A Gunggandji man, Mundraby believes the odds were against him when he fought the much bigger Emmett Gazzard but instead upstaged him, and now holds three Australian titles, in three different weight classes.
Mundraby fought Gazzard in the super bantamweight title on the Gold Coast in August, and has taken some well-earned time off recently, but is back and training hard.
“I looked him in the eyes and I saw I had that opportunity and I knew I was going to win the fight,” Fred says.
The 25 year old father has had 17 professional fights, 15 wins (seven by knockout), one loss, and one draw. He stands at just 168cm, and has fought all over Australia and even Japan.
A self-admitted ‘little fella’, Fred can hold his own in the ring and does what needs to be done to take a home a win.
“I just try to bring it on the night when I need it, like how a tradesman takes his tools for certain jobs on the day,” he says. “I can be a fighter, boxer, brawler or whatever it needs to be is what I adapt to.”
Fred originally wanted to be an NRL player but boxing gave him a feeling that no other sport could deliver.
“Boxing just gave me more of that one on one feeling, and I don’t have to rely on anyone else,” he says.
“If I lose it’s because I lost, not anyone else, and if I win it’s because of me.”

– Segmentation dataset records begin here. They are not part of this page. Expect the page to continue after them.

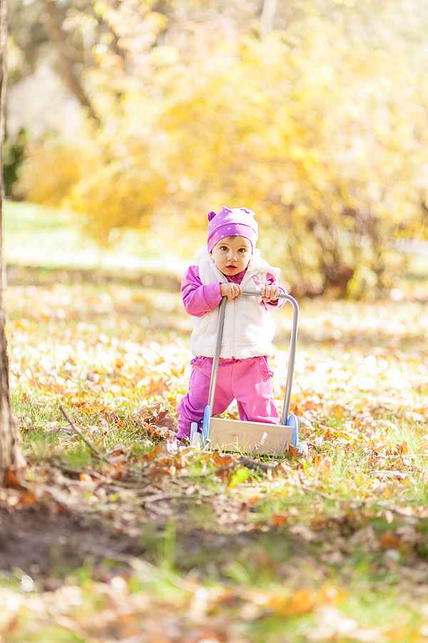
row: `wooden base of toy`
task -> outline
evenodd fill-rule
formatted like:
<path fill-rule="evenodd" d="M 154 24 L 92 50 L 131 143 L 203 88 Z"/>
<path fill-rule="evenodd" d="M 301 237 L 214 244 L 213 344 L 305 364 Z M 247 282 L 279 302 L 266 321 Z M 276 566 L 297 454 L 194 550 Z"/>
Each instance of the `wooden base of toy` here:
<path fill-rule="evenodd" d="M 287 446 L 297 446 L 294 427 L 244 422 L 211 417 L 210 449 L 265 455 L 283 455 Z"/>

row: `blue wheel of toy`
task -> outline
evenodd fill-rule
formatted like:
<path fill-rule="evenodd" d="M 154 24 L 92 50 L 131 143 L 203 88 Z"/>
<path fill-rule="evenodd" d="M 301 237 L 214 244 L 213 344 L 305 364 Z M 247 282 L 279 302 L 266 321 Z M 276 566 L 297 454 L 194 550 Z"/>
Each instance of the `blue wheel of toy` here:
<path fill-rule="evenodd" d="M 297 416 L 294 415 L 292 413 L 291 415 L 288 416 L 288 419 L 287 420 L 287 426 L 292 427 L 294 429 L 294 432 L 292 435 L 292 446 L 298 447 L 299 445 L 299 420 Z"/>

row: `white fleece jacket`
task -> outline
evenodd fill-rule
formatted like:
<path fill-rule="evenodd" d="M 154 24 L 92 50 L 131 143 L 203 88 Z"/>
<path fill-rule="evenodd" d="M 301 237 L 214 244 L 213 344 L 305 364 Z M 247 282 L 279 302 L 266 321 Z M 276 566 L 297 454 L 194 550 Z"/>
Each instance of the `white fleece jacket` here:
<path fill-rule="evenodd" d="M 199 277 L 204 286 L 227 283 L 226 277 L 215 266 L 205 248 L 195 257 L 199 266 Z M 280 269 L 270 266 L 255 249 L 247 272 L 241 283 L 243 290 L 259 290 L 268 273 L 277 279 Z M 193 332 L 191 349 L 193 355 L 213 357 L 217 337 L 220 307 L 206 312 L 201 317 L 191 316 Z M 261 297 L 240 296 L 226 302 L 225 321 L 220 357 L 245 359 L 273 352 L 272 341 L 275 326 L 270 311 L 267 310 Z"/>

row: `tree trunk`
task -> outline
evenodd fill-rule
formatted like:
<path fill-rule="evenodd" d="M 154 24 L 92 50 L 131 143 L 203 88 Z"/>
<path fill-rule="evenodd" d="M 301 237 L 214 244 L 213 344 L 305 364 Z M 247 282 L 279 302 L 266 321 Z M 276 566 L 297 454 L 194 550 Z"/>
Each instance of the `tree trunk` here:
<path fill-rule="evenodd" d="M 9 360 L 3 307 L 4 266 L 3 260 L 3 155 L 6 81 L 6 47 L 8 33 L 8 0 L 0 0 L 0 486 L 11 469 L 19 473 L 25 461 L 19 448 L 19 430 L 12 415 L 9 387 Z"/>
<path fill-rule="evenodd" d="M 85 107 L 88 115 L 99 124 L 98 118 L 91 101 L 85 93 L 81 79 L 75 71 L 76 56 L 73 49 L 68 46 L 66 40 L 66 34 L 62 28 L 58 14 L 58 9 L 55 0 L 42 0 L 46 12 L 46 28 L 51 41 L 55 45 L 58 56 L 59 64 L 62 68 L 64 79 L 68 89 L 74 94 L 81 105 Z"/>

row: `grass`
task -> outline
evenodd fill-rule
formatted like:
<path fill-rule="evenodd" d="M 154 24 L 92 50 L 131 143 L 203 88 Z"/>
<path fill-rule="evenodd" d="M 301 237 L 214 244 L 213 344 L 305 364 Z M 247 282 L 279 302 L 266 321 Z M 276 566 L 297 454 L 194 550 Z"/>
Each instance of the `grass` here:
<path fill-rule="evenodd" d="M 61 465 L 66 512 L 77 499 L 81 514 L 102 521 L 100 537 L 113 525 L 122 547 L 132 533 L 140 552 L 126 564 L 120 548 L 101 562 L 88 554 L 51 596 L 36 579 L 23 586 L 23 571 L 9 576 L 0 584 L 6 643 L 141 632 L 148 642 L 428 638 L 428 344 L 413 286 L 404 301 L 300 302 L 292 407 L 310 457 L 255 471 L 165 447 L 186 390 L 190 327 L 180 264 L 171 261 L 167 284 L 158 279 L 157 240 L 139 238 L 126 254 L 124 235 L 106 251 L 70 214 L 10 203 L 5 235 L 11 392 L 29 487 L 57 479 Z M 278 315 L 280 407 L 290 314 Z M 60 404 L 111 462 L 94 456 Z"/>

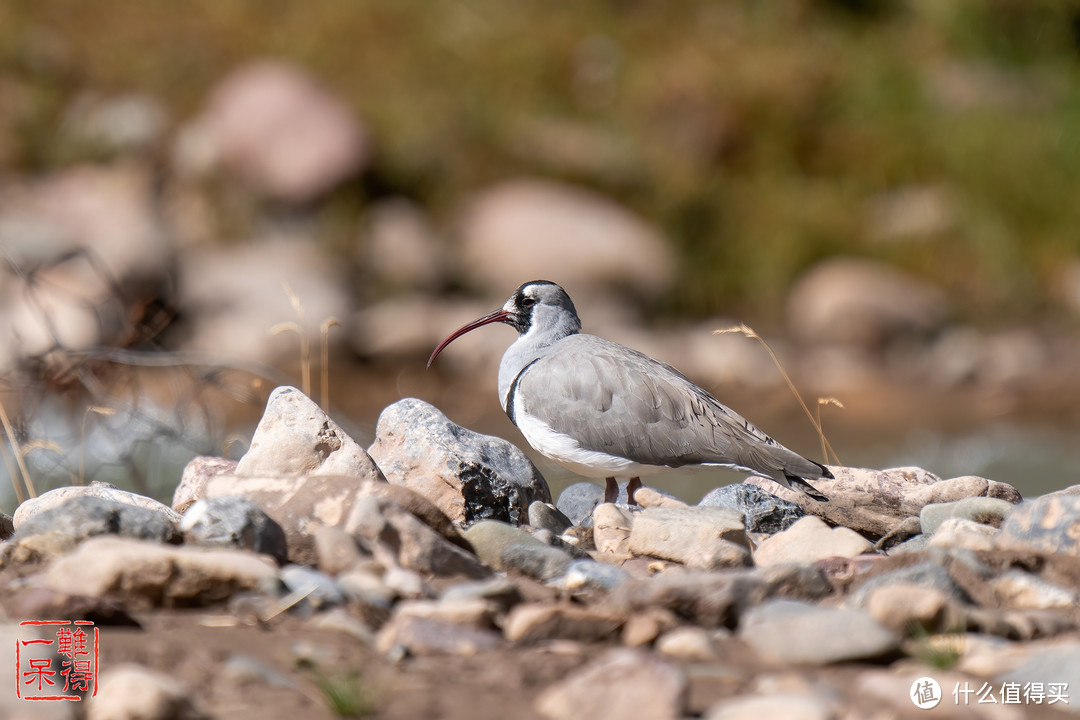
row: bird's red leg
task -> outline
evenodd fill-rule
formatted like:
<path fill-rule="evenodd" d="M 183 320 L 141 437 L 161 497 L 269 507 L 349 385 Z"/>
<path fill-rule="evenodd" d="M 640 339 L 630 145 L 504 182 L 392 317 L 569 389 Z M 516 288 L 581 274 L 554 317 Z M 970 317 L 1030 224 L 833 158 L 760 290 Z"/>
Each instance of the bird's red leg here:
<path fill-rule="evenodd" d="M 619 483 L 613 477 L 605 478 L 604 502 L 613 503 L 619 500 Z"/>

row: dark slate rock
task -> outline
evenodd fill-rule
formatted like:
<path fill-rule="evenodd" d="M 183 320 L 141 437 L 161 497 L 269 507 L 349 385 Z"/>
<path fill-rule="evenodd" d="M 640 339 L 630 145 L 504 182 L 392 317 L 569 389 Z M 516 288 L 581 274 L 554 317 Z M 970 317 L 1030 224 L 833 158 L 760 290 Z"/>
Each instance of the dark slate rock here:
<path fill-rule="evenodd" d="M 1013 510 L 997 538 L 1001 549 L 1080 556 L 1080 495 L 1027 500 Z"/>
<path fill-rule="evenodd" d="M 197 500 L 184 513 L 180 528 L 184 540 L 194 545 L 240 547 L 269 555 L 279 563 L 288 556 L 285 531 L 246 498 Z"/>
<path fill-rule="evenodd" d="M 537 580 L 551 580 L 566 572 L 573 558 L 551 545 L 514 543 L 502 551 L 502 565 Z"/>
<path fill-rule="evenodd" d="M 869 599 L 870 593 L 878 587 L 889 585 L 924 585 L 941 590 L 946 597 L 961 602 L 971 602 L 971 597 L 961 588 L 948 570 L 936 562 L 921 562 L 913 565 L 903 570 L 888 572 L 877 578 L 872 578 L 859 586 L 848 597 L 848 603 L 854 608 L 863 608 Z"/>
<path fill-rule="evenodd" d="M 414 397 L 382 410 L 368 452 L 390 483 L 426 495 L 462 525 L 522 525 L 532 502 L 551 502 L 548 483 L 518 448 Z"/>
<path fill-rule="evenodd" d="M 529 505 L 529 525 L 561 535 L 572 527 L 573 522 L 551 503 L 537 500 Z"/>
<path fill-rule="evenodd" d="M 592 527 L 593 508 L 604 502 L 604 486 L 594 483 L 575 483 L 563 490 L 558 495 L 555 506 L 561 513 L 570 518 L 573 525 Z M 619 485 L 619 498 L 616 500 L 619 505 L 626 504 L 626 485 Z"/>
<path fill-rule="evenodd" d="M 858 610 L 769 600 L 739 622 L 739 637 L 771 661 L 825 665 L 889 657 L 900 638 Z"/>
<path fill-rule="evenodd" d="M 19 526 L 16 536 L 28 538 L 45 532 L 67 535 L 76 541 L 105 534 L 165 543 L 183 540 L 176 525 L 161 513 L 93 495 L 71 498 L 32 515 Z"/>
<path fill-rule="evenodd" d="M 596 560 L 575 560 L 563 574 L 563 586 L 569 590 L 610 592 L 630 580 L 622 568 Z"/>
<path fill-rule="evenodd" d="M 746 518 L 747 532 L 770 534 L 786 530 L 806 512 L 795 503 L 781 500 L 747 483 L 725 485 L 710 490 L 699 505 L 717 505 L 739 511 Z"/>

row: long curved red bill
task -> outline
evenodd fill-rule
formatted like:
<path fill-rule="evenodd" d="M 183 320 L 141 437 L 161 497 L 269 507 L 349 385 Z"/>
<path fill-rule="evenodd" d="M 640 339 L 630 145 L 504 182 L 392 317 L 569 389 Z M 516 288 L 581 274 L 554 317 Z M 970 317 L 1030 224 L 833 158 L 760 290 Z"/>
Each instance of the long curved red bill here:
<path fill-rule="evenodd" d="M 443 348 L 450 344 L 465 332 L 475 330 L 477 327 L 483 327 L 484 325 L 490 325 L 491 323 L 505 323 L 509 318 L 510 313 L 507 310 L 499 308 L 494 313 L 488 313 L 480 320 L 474 320 L 464 327 L 455 330 L 450 334 L 450 337 L 438 343 L 438 347 L 435 348 L 435 352 L 431 353 L 431 357 L 428 358 L 428 367 L 431 367 L 431 364 L 435 362 L 435 358 L 438 357 L 438 353 L 443 352 Z"/>

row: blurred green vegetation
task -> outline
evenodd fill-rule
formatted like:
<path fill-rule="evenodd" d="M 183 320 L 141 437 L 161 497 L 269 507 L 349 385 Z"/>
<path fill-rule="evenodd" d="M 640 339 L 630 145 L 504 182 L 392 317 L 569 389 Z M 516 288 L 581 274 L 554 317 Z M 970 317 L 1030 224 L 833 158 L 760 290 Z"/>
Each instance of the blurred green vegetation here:
<path fill-rule="evenodd" d="M 1080 250 L 1064 0 L 9 0 L 0 172 L 72 160 L 56 128 L 80 92 L 147 93 L 179 123 L 268 55 L 368 124 L 376 191 L 440 221 L 521 174 L 650 218 L 685 261 L 666 312 L 775 317 L 801 270 L 849 253 L 950 288 L 972 320 L 1026 321 Z M 874 208 L 913 189 L 942 217 L 882 236 Z"/>

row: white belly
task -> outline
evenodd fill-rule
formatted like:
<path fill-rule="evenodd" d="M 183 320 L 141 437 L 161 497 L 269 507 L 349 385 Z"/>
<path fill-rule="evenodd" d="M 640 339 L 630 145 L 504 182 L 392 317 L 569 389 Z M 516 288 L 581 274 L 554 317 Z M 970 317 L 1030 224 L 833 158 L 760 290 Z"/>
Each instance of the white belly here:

He started boxing at a young age and has put in the hard yards to get to where he is today. He cites his family, especially his late father, as giving him the strength to persevere through thick and thin and keep him ‘level-headed’.
“I went home plenty of times crying to my Dad asking why I wasn’t winning and he showed me how to do a lot of things,” he says.

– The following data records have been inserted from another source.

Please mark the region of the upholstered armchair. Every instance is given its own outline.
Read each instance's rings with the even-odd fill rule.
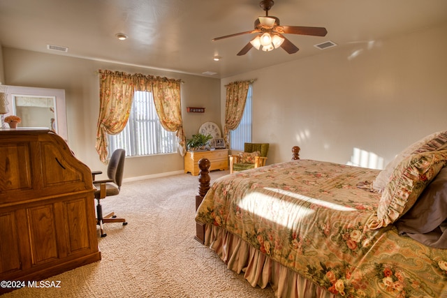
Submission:
[[[244,152],[230,156],[230,174],[265,165],[268,143],[245,143]]]

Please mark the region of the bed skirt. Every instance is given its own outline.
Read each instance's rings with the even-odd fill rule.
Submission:
[[[219,227],[205,225],[205,244],[214,250],[227,267],[244,273],[252,287],[269,284],[277,297],[335,298],[330,292],[249,246],[242,239]]]

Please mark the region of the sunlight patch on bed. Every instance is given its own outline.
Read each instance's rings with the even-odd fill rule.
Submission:
[[[281,207],[277,208],[277,205],[281,204]],[[272,212],[272,210],[295,210],[296,216],[295,219],[303,218],[314,212],[304,206],[301,206],[299,209],[297,204],[293,202],[281,201],[278,198],[274,198],[262,193],[251,193],[244,196],[239,202],[238,206],[246,211],[253,212],[256,215],[268,221],[278,223],[289,229],[293,228],[294,221],[289,216],[284,216],[280,212]],[[291,214],[291,216],[292,214]]]
[[[309,202],[312,204],[321,206],[325,208],[342,211],[356,211],[353,208],[325,202],[321,200],[309,198],[305,195],[295,193],[284,189],[270,187],[264,188],[265,190],[276,193],[278,198],[269,195],[266,193],[254,192],[244,196],[239,202],[238,206],[246,211],[253,212],[254,214],[277,223],[284,227],[292,228],[295,221],[304,218],[315,212],[314,210],[302,206],[300,202],[288,202],[281,200],[280,197],[288,196],[300,201]],[[284,216],[281,212],[272,212],[272,210],[294,210],[293,214],[288,216]]]
[[[356,210],[354,208],[350,208],[345,206],[339,205],[338,204],[332,203],[330,202],[326,202],[322,200],[315,199],[314,198],[310,198],[306,195],[300,195],[299,193],[292,193],[291,191],[285,191],[284,189],[271,188],[270,187],[266,187],[265,188],[265,189],[267,189],[271,191],[274,191],[275,193],[281,193],[282,195],[288,195],[289,197],[295,198],[298,200],[309,202],[313,204],[319,205],[325,208],[331,209],[332,210],[337,210],[337,211],[351,211]]]

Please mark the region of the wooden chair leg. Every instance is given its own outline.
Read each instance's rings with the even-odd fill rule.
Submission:
[[[101,230],[101,237],[105,237],[107,234],[104,232],[104,228],[103,227],[103,207],[101,204],[99,199],[98,199],[98,204],[96,205],[96,216],[98,216],[98,225],[99,225],[99,230]]]

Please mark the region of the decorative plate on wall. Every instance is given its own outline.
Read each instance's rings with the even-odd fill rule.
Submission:
[[[221,130],[214,122],[205,122],[202,124],[198,133],[205,135],[211,135],[214,139],[221,137]]]

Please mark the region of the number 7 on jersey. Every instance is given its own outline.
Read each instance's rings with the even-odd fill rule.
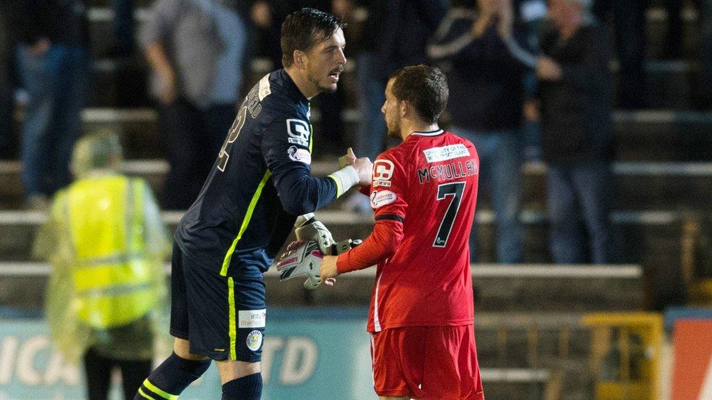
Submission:
[[[438,201],[444,200],[448,196],[450,199],[450,205],[448,206],[445,215],[443,216],[442,221],[440,221],[440,228],[438,228],[438,234],[435,236],[435,241],[433,242],[433,247],[445,247],[447,244],[448,237],[450,236],[450,231],[452,225],[455,223],[455,217],[457,216],[457,211],[460,210],[460,203],[462,201],[462,193],[465,191],[465,182],[450,182],[438,185]]]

“He taught me a lot growing up and some of the stuff he said to me 10 years ago, I’m only just beginning to understanding now.”
Fred has had his fair share of losses but getting to the top will never happen straight away.

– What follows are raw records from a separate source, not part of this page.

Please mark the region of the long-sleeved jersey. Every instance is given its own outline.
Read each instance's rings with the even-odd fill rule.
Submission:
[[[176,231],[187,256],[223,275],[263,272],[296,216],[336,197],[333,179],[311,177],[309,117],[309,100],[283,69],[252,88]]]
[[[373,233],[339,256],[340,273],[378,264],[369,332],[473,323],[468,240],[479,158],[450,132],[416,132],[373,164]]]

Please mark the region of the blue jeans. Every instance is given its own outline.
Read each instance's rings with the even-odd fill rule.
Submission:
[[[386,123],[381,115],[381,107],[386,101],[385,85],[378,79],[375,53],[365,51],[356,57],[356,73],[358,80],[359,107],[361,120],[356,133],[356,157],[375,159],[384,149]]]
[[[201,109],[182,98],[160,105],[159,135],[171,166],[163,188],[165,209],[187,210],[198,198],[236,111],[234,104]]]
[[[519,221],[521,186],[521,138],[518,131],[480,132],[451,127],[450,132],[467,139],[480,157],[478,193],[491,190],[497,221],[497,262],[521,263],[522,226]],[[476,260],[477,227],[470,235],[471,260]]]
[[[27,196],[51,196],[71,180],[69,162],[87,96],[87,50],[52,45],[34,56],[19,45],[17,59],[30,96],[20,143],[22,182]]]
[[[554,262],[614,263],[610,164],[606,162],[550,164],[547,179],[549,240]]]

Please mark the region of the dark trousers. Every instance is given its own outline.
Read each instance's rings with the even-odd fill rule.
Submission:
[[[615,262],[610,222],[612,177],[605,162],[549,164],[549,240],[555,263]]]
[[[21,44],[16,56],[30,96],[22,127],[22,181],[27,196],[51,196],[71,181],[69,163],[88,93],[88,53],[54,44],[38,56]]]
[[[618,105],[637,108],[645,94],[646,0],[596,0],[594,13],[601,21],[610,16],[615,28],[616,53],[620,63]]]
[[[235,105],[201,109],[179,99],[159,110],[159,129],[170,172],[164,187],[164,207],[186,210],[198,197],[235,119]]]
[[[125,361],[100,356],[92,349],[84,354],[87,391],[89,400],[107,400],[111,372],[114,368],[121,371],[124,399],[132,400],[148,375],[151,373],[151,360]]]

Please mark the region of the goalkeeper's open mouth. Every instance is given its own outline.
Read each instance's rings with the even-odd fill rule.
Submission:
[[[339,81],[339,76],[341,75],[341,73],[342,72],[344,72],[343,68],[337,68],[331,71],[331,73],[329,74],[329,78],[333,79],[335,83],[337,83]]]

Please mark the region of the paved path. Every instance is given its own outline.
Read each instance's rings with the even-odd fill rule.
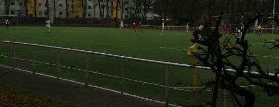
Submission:
[[[81,107],[164,107],[162,104],[3,67],[0,67],[0,82]]]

“If you want to do it, give it one 100 per cent and don’t look back. Things may not work overnight but when they work, that’s when the special stuff happens.”
‘The General’ aspires to rewriting Australia’s boxing history and one day donning a world title belt.
“I dream of winning a world title and I’ve always envisioned myself wearing that WBC World Title Belt around my waist,” he says.
“I’m a man that has hardly ever had the opportunities and all my titles come from me stepping up from being the underdog. There is a lot more to come.”